Making mental health research more collaborative

Inter disciplinary learning is key to progressing mental health research, which is why we are funding muti-disciplinary teams to take part in the prize.

Supporting the project, director of Population Science at Africa Health Research Institute (AHRI) Kobus Herbst says: “The mental health of young people is an important public health concern. The Data Prize is an exciting development to bring a fresh perspective to understanding and addressing this challenge. DSI-MRC SAPRIN is delighted to support this initiative.”

To actively involve those most likely to benefit from this new research, Social Finance set up a Youth Advisory Network. This enables a group of young people from South Africa and the UK with lived experience of anxiety and depression to have say on key decisions within the prize, from overall design to how proposals will be evaluated.

The Data Prize will elicit input around the question: what are the active ingredients that make a difference in preventing, treating, and managing anxiety and depression in young people? What works, for whom, in what contexts, and why?
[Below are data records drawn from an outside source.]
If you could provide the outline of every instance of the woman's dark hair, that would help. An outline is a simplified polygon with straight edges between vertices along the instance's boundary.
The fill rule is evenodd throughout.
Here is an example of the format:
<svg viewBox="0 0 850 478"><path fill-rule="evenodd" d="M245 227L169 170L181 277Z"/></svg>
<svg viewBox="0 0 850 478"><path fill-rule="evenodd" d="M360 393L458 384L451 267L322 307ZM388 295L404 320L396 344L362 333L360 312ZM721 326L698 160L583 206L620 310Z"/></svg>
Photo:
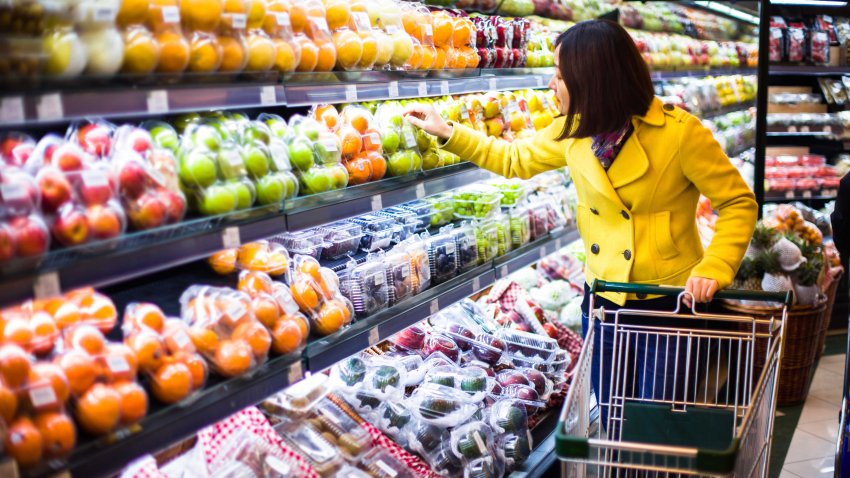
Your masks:
<svg viewBox="0 0 850 478"><path fill-rule="evenodd" d="M586 138L622 128L643 116L655 95L649 68L620 25L588 20L561 33L558 70L570 105L558 139Z"/></svg>

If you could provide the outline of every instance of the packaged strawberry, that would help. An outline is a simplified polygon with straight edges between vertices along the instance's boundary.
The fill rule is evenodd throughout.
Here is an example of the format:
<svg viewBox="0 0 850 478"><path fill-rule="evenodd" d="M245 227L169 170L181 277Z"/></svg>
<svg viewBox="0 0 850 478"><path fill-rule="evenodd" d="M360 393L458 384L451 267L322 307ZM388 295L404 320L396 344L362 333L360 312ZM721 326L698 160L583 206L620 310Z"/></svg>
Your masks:
<svg viewBox="0 0 850 478"><path fill-rule="evenodd" d="M166 317L155 304L133 302L124 310L122 331L154 398L177 403L203 388L207 364L182 320Z"/></svg>
<svg viewBox="0 0 850 478"><path fill-rule="evenodd" d="M242 375L266 361L271 336L254 316L248 294L194 285L180 305L192 343L220 375Z"/></svg>

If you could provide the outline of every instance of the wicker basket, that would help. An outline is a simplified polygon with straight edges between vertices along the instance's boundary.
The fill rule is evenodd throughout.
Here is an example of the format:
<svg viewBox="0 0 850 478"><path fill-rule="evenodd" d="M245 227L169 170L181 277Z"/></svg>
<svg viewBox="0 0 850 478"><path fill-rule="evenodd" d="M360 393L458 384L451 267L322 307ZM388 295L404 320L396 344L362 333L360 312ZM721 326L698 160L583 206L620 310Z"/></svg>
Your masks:
<svg viewBox="0 0 850 478"><path fill-rule="evenodd" d="M735 315L769 320L779 318L782 309L726 302L724 307ZM798 305L788 310L785 322L785 346L782 351L782 363L779 372L778 405L796 405L806 399L812 365L818 353L823 315L826 309L826 297L821 296L814 305ZM767 333L767 325L759 326L759 332ZM742 324L741 330L752 330L751 325ZM756 357L767 356L767 339L756 340ZM764 366L763 361L755 363L756 376Z"/></svg>

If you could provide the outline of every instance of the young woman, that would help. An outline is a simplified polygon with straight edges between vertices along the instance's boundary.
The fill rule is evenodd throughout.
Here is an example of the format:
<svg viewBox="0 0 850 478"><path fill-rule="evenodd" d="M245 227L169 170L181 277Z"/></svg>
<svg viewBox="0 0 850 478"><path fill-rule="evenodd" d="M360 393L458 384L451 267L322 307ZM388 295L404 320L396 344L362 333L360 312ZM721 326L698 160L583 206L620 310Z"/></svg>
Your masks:
<svg viewBox="0 0 850 478"><path fill-rule="evenodd" d="M710 301L732 283L747 249L757 218L752 191L699 119L655 98L646 63L618 24L593 20L562 33L555 66L549 88L561 116L530 139L487 137L446 123L430 106L408 108L407 120L439 137L444 149L502 176L530 178L569 166L588 284L598 278L684 286L697 302ZM700 193L720 215L705 250L695 220ZM588 290L585 285L585 330ZM596 305L672 310L675 300L603 293ZM655 353L655 344L640 348L641 355ZM611 344L595 347L594 363L611 350ZM643 380L671 373L652 363L638 366ZM593 369L596 388L598 366ZM637 386L646 390L635 393L660 398L652 387ZM607 395L603 390L600 402Z"/></svg>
“Through the Prize, we want to encourage teams in South Africa to use existing data resources to develop new insights into youth anxiety and depression. But mainly, we’re hoping to hear from South African researchers and data scientists about the digital tools they need – and to fund multi-disciplinary teams to develop them. I can’t wait to see what the teams come up with,” says Dr Ekin Bolukbasi, Data Prizes manager, Wellcome.

Prizes include funding worth £40 000 each for 10 teams during the Discovery Phase of the initiative and a further £100 000 in funding to be allocated to five teams during the Prototyping Phase. In the final Sustainability Phase, £500 000 will be shared among the three winning teams.